# Tough Integral (Trig Sub?)

• Apr 17th 2010, 07:04 PM
Audioslavery
Tough Integral (Trig Sub?)
Little help with this one? I can't quite see where its going.

∫2dx/(x^2-2x)

Thanks ya'll
• Apr 17th 2010, 07:12 PM
Gusbob
Quote:

Originally Posted by Audioslavery
Little help with this one? I can't quite see where its going.

∫2dx/(x^2-2x)

Thanks ya'll

Try completing the square for the denominator then use this standard integral:

$\int \frac{du}{u^2-a^2} = \frac{1}{2a} ln \left|\frac{u-a}{u+a} \right| + C$
• Apr 17th 2010, 07:15 PM
dwsmith
Quote:

Originally Posted by Audioslavery
Little help with this one? I can't quite see where its going.

∫2dx/(x^2-2x)

Thanks ya'll

Partial fractions would allow you to integrate without using tables.
• Apr 17th 2010, 08:55 PM
Audioslavery
Quote:

Originally Posted by dwsmith
Partial fractions would allow you to integrate without using tables.

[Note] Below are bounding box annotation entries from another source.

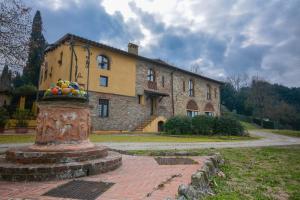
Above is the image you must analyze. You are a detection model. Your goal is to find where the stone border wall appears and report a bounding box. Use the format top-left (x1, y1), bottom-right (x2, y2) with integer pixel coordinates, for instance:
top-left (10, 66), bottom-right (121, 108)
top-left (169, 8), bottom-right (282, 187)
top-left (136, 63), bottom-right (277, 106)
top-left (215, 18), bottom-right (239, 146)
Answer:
top-left (177, 153), bottom-right (224, 200)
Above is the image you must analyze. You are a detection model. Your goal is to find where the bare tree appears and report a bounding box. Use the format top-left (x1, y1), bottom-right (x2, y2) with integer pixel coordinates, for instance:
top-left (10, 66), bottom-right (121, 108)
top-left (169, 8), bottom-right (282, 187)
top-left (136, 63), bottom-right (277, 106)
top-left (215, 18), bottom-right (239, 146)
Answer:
top-left (227, 74), bottom-right (249, 91)
top-left (0, 0), bottom-right (31, 68)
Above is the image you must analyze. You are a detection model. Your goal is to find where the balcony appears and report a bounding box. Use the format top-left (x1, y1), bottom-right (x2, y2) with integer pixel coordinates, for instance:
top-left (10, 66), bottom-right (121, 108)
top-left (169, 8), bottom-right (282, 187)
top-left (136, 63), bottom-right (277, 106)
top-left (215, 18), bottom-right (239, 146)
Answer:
top-left (148, 81), bottom-right (157, 90)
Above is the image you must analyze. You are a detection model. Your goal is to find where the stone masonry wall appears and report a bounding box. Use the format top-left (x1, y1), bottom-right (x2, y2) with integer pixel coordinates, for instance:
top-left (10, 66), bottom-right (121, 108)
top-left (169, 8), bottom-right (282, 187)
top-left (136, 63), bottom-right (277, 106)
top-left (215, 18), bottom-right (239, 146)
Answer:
top-left (89, 92), bottom-right (143, 131)
top-left (173, 71), bottom-right (220, 115)
top-left (90, 61), bottom-right (220, 131)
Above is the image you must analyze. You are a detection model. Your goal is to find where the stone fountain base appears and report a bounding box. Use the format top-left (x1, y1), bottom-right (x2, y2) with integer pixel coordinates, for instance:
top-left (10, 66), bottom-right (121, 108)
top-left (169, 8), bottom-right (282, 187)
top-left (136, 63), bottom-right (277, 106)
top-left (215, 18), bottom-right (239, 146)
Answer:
top-left (0, 98), bottom-right (122, 181)
top-left (0, 150), bottom-right (122, 181)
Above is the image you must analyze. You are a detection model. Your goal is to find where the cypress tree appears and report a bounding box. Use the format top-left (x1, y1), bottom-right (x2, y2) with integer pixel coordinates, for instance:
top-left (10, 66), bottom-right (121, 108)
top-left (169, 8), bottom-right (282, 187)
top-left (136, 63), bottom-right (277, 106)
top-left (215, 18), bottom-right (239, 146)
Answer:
top-left (23, 11), bottom-right (46, 87)
top-left (0, 65), bottom-right (12, 91)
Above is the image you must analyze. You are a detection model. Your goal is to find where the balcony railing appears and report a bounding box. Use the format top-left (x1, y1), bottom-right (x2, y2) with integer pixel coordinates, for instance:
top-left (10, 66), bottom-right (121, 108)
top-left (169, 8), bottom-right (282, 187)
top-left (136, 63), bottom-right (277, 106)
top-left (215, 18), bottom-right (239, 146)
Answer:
top-left (148, 81), bottom-right (157, 90)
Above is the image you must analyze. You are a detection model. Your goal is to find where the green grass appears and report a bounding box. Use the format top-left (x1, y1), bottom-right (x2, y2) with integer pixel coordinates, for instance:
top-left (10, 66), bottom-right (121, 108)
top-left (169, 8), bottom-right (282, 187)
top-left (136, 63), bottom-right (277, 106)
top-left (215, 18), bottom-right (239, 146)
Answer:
top-left (241, 121), bottom-right (260, 130)
top-left (263, 129), bottom-right (300, 137)
top-left (0, 134), bottom-right (258, 144)
top-left (132, 145), bottom-right (300, 200)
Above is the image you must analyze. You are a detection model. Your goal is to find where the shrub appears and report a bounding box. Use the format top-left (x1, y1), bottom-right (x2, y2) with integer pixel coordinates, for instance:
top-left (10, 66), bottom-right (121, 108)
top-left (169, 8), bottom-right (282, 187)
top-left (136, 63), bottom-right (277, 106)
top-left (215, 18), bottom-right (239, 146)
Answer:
top-left (0, 107), bottom-right (9, 128)
top-left (192, 115), bottom-right (215, 135)
top-left (213, 117), bottom-right (245, 135)
top-left (14, 109), bottom-right (30, 128)
top-left (263, 120), bottom-right (274, 129)
top-left (164, 116), bottom-right (192, 134)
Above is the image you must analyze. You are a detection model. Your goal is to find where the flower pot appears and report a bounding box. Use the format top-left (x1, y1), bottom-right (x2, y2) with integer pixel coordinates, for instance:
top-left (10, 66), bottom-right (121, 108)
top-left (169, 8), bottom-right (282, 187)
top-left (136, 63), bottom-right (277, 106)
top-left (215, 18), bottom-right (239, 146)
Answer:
top-left (15, 127), bottom-right (28, 133)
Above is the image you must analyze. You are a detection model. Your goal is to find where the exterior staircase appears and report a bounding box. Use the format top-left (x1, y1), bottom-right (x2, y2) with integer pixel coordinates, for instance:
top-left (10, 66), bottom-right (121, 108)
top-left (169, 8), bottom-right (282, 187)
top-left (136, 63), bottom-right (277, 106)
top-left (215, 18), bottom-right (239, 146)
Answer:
top-left (134, 115), bottom-right (157, 132)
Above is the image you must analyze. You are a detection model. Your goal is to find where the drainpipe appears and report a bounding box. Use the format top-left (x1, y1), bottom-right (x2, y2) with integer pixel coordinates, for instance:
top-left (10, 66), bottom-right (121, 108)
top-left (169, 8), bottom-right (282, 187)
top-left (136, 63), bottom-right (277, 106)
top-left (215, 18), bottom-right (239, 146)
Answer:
top-left (69, 36), bottom-right (74, 81)
top-left (171, 71), bottom-right (175, 116)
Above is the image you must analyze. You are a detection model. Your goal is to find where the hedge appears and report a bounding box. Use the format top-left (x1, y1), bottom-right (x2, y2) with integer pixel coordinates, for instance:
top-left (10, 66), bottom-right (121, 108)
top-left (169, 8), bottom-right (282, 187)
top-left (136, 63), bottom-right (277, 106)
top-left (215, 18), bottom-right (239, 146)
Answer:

Ah thank you, I used the partial fractions method (although I still lack confidence using that method, algebra was a big fail for me).

I ended up getting -ln|x| + ln|x-2|, I still need to evaluate this from 3 to ∞, I'm a little shaky regarding ∞ and natural log.

so it ends up being [-ln|∞| + ln|∞-2|] - [ln|3| + ln|3-2|]

the final answer is supposedly LN|3| according to my book, am I on the right track?
• Apr 17th 2010, 09:02 PM
dwsmith
Quote:

Originally Posted by Audioslavery
Ah thank you, I used the partial fractions method (although I still lack confidence using that method, algebra was a big fail for me).

I ended up getting -ln|x| + ln|x-2|, I still need to evaluate this from 3 to ∞, I'm a little shaky regarding ∞ and natural log.

so it ends up being [-ln|∞| + ln|∞-2|] - [ln|3| + ln|3-2|]

Before you evaluate, combine your ln functions and then use L'Hopital's Rule.